Earlier this month, the Louisiana Fifth Circuit adopted new Local Rule 13, governing motions for a stay of a matter in that court because of an automatic stay triggered by a party’s bankruptcy. The new rule is similar in substance to the Louisiana Fourth Circuit’s Local Rule 20.1. Both rules impose certain obligations on the party moving for the stay in the court of appeal to keep the court of appeal informed of the status of the bankruptcy-caused stay and to notify the court timely of any lifting or cancellation of the automatic stay.
I did a quick check of the local rules of other Louisiana courts of appeal about what happens when a party’s bankruptcy triggers an automatic stay.

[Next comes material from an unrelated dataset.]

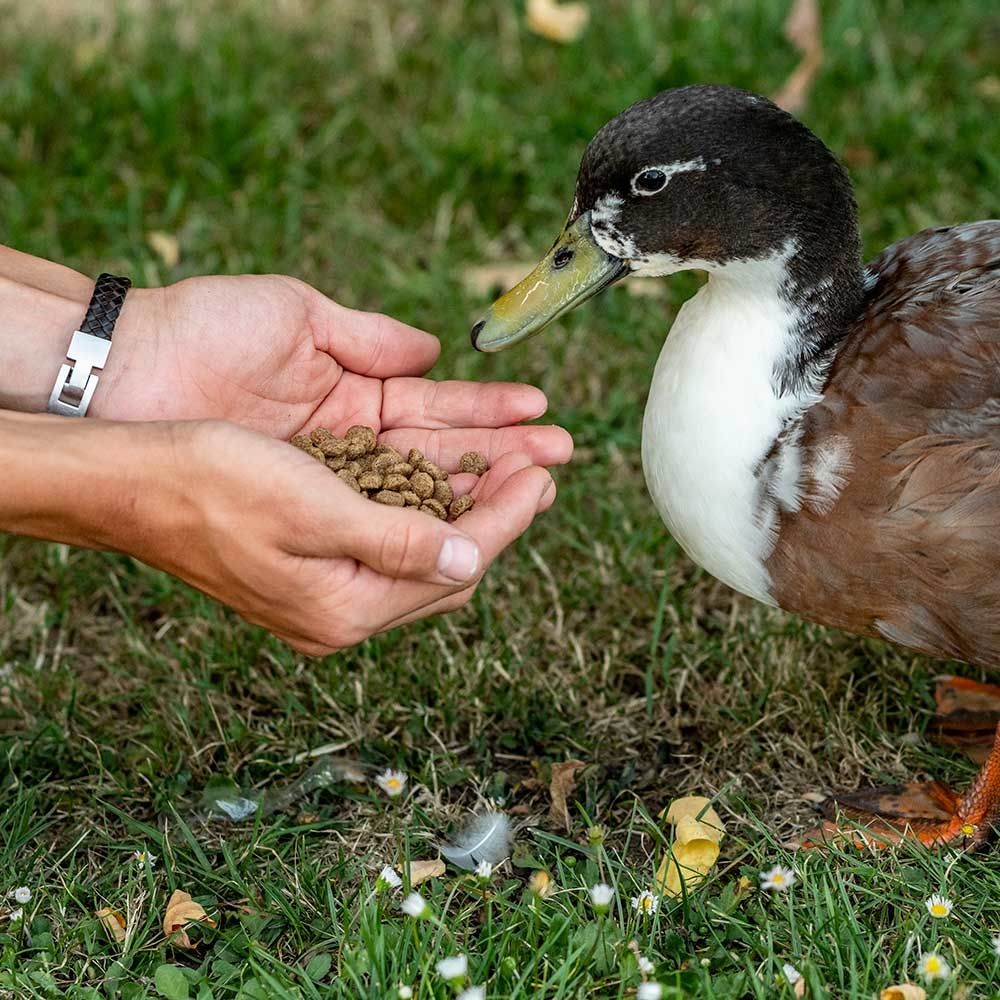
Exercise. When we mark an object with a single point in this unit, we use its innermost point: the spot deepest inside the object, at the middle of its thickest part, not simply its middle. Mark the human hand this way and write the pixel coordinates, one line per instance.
(269, 531)
(274, 354)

I found that the Louisiana First Circuit’s Local Rule 4, governing abandonment of a civil appeal, includes a provision for abandonment after one year “unless the appellant in the meantime files a motion showing why the appeal should not be dismissed.” La. 1st Cir. R. 4(B).

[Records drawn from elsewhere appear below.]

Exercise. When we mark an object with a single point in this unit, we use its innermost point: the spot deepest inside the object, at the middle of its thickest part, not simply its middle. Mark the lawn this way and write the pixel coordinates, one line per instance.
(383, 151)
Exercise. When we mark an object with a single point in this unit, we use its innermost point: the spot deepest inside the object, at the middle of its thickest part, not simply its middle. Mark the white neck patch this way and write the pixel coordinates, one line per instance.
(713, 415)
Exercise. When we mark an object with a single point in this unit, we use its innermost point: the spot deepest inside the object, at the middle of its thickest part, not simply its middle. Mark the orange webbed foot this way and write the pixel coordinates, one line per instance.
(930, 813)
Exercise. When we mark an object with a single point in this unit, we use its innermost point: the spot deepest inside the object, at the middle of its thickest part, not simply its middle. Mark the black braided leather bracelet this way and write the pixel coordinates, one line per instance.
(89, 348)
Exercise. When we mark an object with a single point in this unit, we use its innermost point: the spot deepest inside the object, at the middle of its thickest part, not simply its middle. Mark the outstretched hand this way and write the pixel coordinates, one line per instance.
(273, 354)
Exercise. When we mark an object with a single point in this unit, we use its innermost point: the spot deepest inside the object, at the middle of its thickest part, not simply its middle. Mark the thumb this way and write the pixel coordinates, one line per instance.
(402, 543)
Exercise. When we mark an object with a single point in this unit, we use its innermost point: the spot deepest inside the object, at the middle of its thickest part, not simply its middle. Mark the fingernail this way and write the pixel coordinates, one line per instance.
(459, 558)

Reviewing these rules reminds me of another bankruptcy-related quirk in Louisiana appellate procedure: what happens when a case is removed to federal court1 after an appealable judgment has been rendered but before a party has moved for a devolutive or suspensive appeal. This sometimes happens when a party’s post-judgment bankruptcy creates federal jurisdiction under 28 U.S.C. § 1334(b), providing for federal jurisdiction over cases related to a bankrupty proceeding. If the bankruptcy occurs while the appeal clock is ticking, it interrupts the time to take a devolutive or suspensive appeal. See La. Code Civ. P. arts. 2087(E) (for devolutive appeal) and 2123(D) (suspensive appeal).
Questions I don’t know the answer to (so don’t ask):
- What happens to the case in federal court after it’s removed under art. 2087(E) or 2123(D)? Appeal to the U.S Fifth Circuit?
- Can a case be removed after a party has perfected a devolutive or suspensive appeal? If so, what happens to the appeal in the federal system?